[CI] Show only ROCm failures in parity summary and add cross-arch column by ethanwee1 · Pull Request #3153 · ROCm/pytorch

ethanwee1 · 2026-04-14T16:02:37Z

Summary

Only display tests where ROCm status is FAILED in the summary (CUDA status shown as a context column alongside). Previously both ROCm and CUDA failures were shown.
Add "Also Failing In" column that shows which other architectures have the same test tuple (test_file, test_class, test_name) failing, making it easy to distinguish all-ROCm issues from architecture-specific ones.
Includes count of failed tests in the section header.
Add job-level and test-level shard info to "LOG-BASED FAILURES (not in XML)" and "FAILED TESTS" section
Includes flaky tests in "LOG-BASED FAILURES (not in XML)" section for any tests that pass when run in new process

Test plan

Cross-arch detection confirmed: tests failing on all 3 archs show the other 2 in "Also Failing In"; single-arch failures show empty
CSV and Markdown output both updated consistently
Latest run https://github.com/ROCm/pytorch/actions/runs/24798004968
Run without this PR on the same commit: https://github.com/ROCm/pytorch/actions/runs/24796654604

Only display tests where ROCm status is FAILED (CUDA status shown as context column). Add cross-architecture lookup so each failure shows which other architectures have the same test failing.
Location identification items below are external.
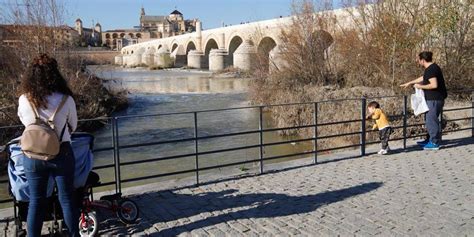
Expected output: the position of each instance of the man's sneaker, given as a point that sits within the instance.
(423, 143)
(382, 152)
(431, 146)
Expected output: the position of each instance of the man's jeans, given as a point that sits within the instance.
(37, 173)
(432, 120)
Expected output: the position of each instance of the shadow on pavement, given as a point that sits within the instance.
(242, 206)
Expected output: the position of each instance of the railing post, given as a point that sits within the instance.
(405, 120)
(440, 125)
(196, 150)
(260, 128)
(315, 136)
(363, 124)
(115, 140)
(472, 114)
rocm-repo-management-api · 2026-04-14T16:07:43Z

Jenkins build for fad16aed2f09fcc9366270a28d73d228b5629220 commit finished as NOT_BUILT
Links: Pipeline Overview / Build artifacts / Test Results

Remove cuda, cuda_dist, cuda_inductor, and baseline entries from LOG_FILE_MAP since only ROCm failures are relevant to the parity report.

rocm-repo-management-api · 2026-04-14T16:40:08Z

Jenkins build for fad16aed2f09fcc9366270a28d73d228b5629220 commit finished as FAILURE
Links: Pipeline Overview / Build artifacts / Test Results

- Restore CUDA and baseline log parsing so their failures can be cross- referenced, but keep the LOG-BASED FAILURES table's Arch column limited to ROCm entries (CUDA rows are hidden from the table itself). - Add "Also Failing In" column to LOG-BASED FAILURES and include "cuda" in the FAILED TESTS "Also Failing In" column when a CUDA log failure exists for the same test tuple. This lets us spot tests failing on both platforms so we can revert upstream changes instead of filing a ROCm DISABLED issue. - Split the single Shard column in FAILED TESTS into Shard (rocm) and Shard (cuda) so each failure can be looked up in either CI job. - Propagate the active test-file shard to CONSISTENT_FAILURE log entries so shard info is no longer blank in the log-based failures table.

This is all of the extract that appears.